USPS wants employees to follow the procedures for “bundle visibility,” a process that helps the organization add value to Informed Delivery.

Through Informed Delivery, consumers receive digital images of their incoming letter-sized mailpieces. These images are captured as the mailpieces move through the Postal Service network.

Bundle visibility allows Informed Delivery users to see other kinds of incoming mail, including flat-sized pieces like advertisements and brochures.

Bundle visibility is needed during mail processing, when postal equipment sorts bundles to containers affixed with Mail Transport Equipment Labeler (MTEL) placard barcodes.
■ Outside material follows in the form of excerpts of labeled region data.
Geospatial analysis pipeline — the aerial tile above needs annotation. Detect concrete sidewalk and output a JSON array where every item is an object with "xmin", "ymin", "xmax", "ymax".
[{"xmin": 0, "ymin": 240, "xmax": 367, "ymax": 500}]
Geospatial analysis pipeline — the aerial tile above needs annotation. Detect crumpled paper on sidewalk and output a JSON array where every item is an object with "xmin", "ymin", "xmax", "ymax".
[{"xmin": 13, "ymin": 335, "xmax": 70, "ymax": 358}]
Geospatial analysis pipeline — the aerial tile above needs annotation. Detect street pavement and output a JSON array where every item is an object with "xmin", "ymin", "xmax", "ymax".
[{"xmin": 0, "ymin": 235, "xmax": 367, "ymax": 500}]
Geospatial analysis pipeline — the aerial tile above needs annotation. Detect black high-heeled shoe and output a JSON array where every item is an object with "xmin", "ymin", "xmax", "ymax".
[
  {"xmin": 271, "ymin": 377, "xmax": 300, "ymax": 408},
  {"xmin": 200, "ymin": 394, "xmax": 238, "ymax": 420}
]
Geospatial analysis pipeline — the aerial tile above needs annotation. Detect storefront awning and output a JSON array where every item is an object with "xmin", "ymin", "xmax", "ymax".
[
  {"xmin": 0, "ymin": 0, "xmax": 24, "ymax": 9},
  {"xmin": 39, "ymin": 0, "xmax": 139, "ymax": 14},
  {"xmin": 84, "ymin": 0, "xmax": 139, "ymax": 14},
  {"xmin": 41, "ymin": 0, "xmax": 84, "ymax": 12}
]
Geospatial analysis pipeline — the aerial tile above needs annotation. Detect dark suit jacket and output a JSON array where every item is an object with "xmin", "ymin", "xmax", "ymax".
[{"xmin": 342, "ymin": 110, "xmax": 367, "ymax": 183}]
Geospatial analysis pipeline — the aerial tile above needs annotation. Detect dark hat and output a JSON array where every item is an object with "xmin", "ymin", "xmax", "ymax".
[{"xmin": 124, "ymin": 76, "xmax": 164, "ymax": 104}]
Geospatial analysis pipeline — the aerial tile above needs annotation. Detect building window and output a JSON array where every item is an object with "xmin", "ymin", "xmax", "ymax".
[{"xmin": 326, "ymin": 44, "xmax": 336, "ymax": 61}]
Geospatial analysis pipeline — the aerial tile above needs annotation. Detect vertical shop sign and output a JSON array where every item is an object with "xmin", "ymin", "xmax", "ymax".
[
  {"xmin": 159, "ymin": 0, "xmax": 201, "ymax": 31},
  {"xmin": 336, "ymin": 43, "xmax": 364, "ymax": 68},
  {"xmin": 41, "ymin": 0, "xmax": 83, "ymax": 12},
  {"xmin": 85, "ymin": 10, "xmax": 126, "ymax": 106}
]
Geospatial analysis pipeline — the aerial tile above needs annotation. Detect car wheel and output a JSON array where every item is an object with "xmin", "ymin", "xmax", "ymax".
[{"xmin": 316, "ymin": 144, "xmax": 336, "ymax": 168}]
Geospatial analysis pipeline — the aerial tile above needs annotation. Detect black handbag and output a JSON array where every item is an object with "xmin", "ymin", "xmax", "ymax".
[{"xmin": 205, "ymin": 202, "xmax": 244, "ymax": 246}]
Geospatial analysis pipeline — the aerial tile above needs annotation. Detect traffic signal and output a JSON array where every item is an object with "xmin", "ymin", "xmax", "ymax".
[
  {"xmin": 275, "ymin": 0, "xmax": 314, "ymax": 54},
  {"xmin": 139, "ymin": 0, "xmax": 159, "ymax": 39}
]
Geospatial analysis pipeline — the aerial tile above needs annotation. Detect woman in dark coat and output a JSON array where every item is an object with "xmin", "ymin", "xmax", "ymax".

Bundles nested in containers with MTEL placard barcodes, such as 99P and 99H placards, sacks and direct mailer containers (with 99M placards), should be scanned at each step during processing, including when they are loaded onto transportation vehicles to delivery units and again during distribution in those delivery units.

Once these scans are completed, digital content provided by the mailer can be added to customers’ Informed Delivery previews — making mail more visible and valuable.

“Bundle visibility is another example of why scanning is vital to the Postal Service,” said Enterprise Analytics Vice President Isaac Cronkhite. “It allows us to add greater visibility to our mail, which is critically important in the Informed Delivery era.”

The Enterprise Analytics site has tools that can help managers and supervisors ensure scanning compliance, including Bundle Visibility Visualization, Surface Visibility (SV) Bin Status, and the SV Compliance Analysis Dashboard.